Mónica Oltra, de Compromís, estimó que resulta “profundamente ridículo” analizar una “autoinculpación simbólica” en unos actos en los que ni siquiera participó Albiol, “como todo el mundo sabe”.

Maluenda no tuvo empacho en aludir a los “hechos vandálicos y delictivos” que rodearon el asalto al supermercado en Marinaleda, pero optó por introducir nuevas disonancias para tapar la ausencia de debate político en las Cortes.

El portavoz en funciones del PP, el diputado con más antigüedad en el Parlamento autonómico, expresó su preocupación por una serie de mensajes que ha recibido desde el pasado 22 de agosto a través de su cuenta de Twitter. “Recibo mensajes con insultos y descalificaciones”, dijo, “me llaman ‘fascista’ y me dicen ‘españolito vete a Madrid”. Maluenda aseguró estar muy preocupado a raíz de otro mensaje: “Cada vez estás más cerca del día en que tendréis que mirar debajo de vuestros coches’, una amenaza terrorista”.

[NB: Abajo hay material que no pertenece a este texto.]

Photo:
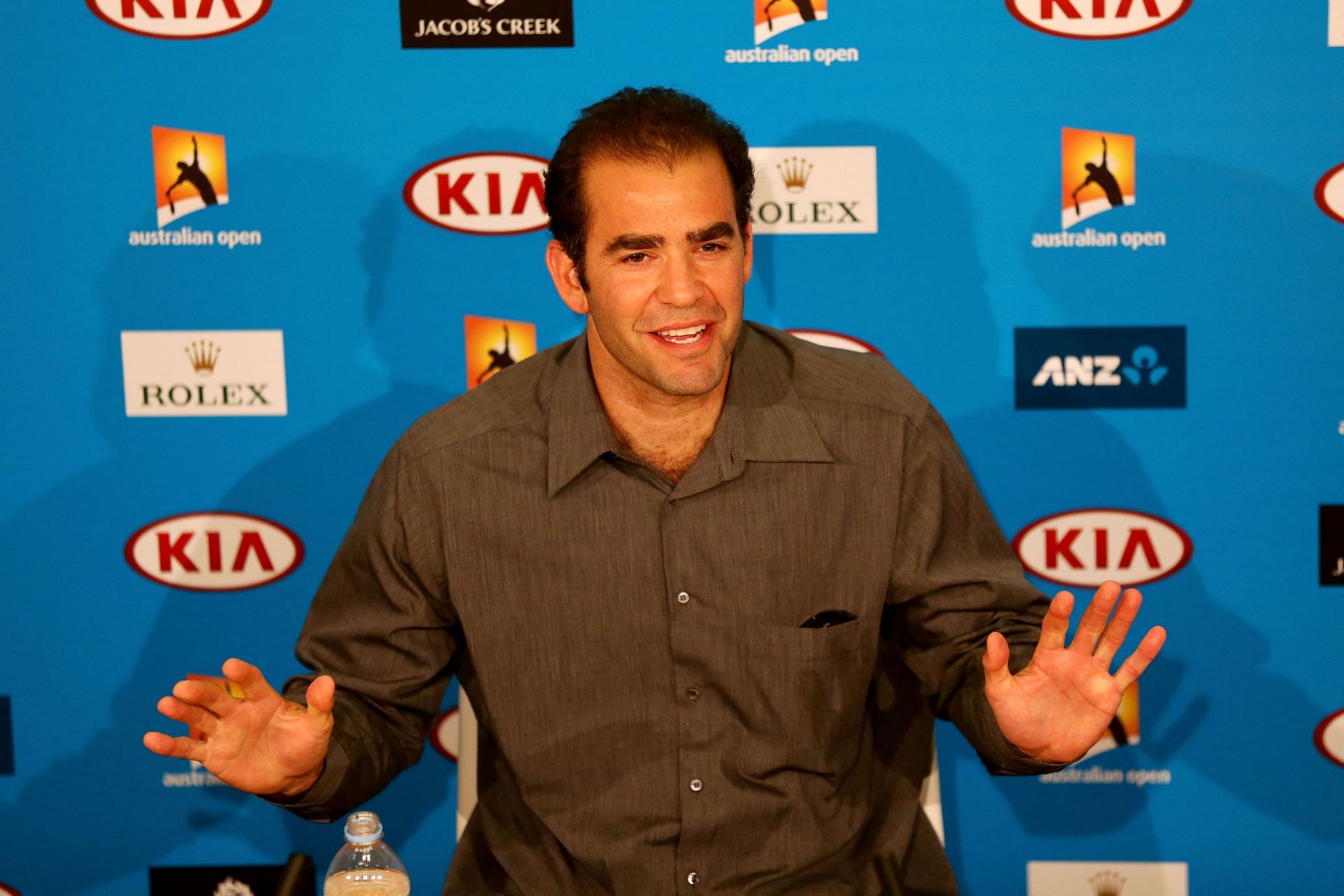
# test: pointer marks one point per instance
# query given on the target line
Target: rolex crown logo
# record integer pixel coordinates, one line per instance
(203, 358)
(796, 172)
(1107, 883)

Toda la oposición considera “patético” solicitar acciones contra Marina Albiol

Los mensajes se extienden a otros varios cargos y diputados del PP. Según Maluenda, la delegada del Gobierno Paula Sánchez de León; el vicesecretario nacional de Estudios y Planificación, Esteban González Pons; o el diputado autonómico Antonio Peral han recibido amenazas similares. “En otras épocas he tenido que mirar debajo de mi coche cada vez que subía”, dijo, “no saben ustedes lo que es eso”.

Dadas las circunstancias, Maluenda solicitó el viernes amparo por escrito a la Mesa de las Cortes “para poder seguir ejerciendo con libertad” sus funciones como diputado autonómico al tiempo que agradeció “la solidaridad” expresada por todos los grupos políticos.

¿Por qué no acudió directamente a la policía? “Porque no conozco al autor de los mensajes”, dijo, “pido amparo ante una persona que no sé donde está”.

Para redondear el asunto, Maluenda se identificó con Mireia Mollá, diputada de Compromís, quien solicitó amparo a la Mesa de las Cortes ante las amenazas vertidas “por una persona que está en la cárcel”, en alusión al empresario Augusto César Tauroni, imputado por el escándalo del desvío de fondos para cooperación internacional.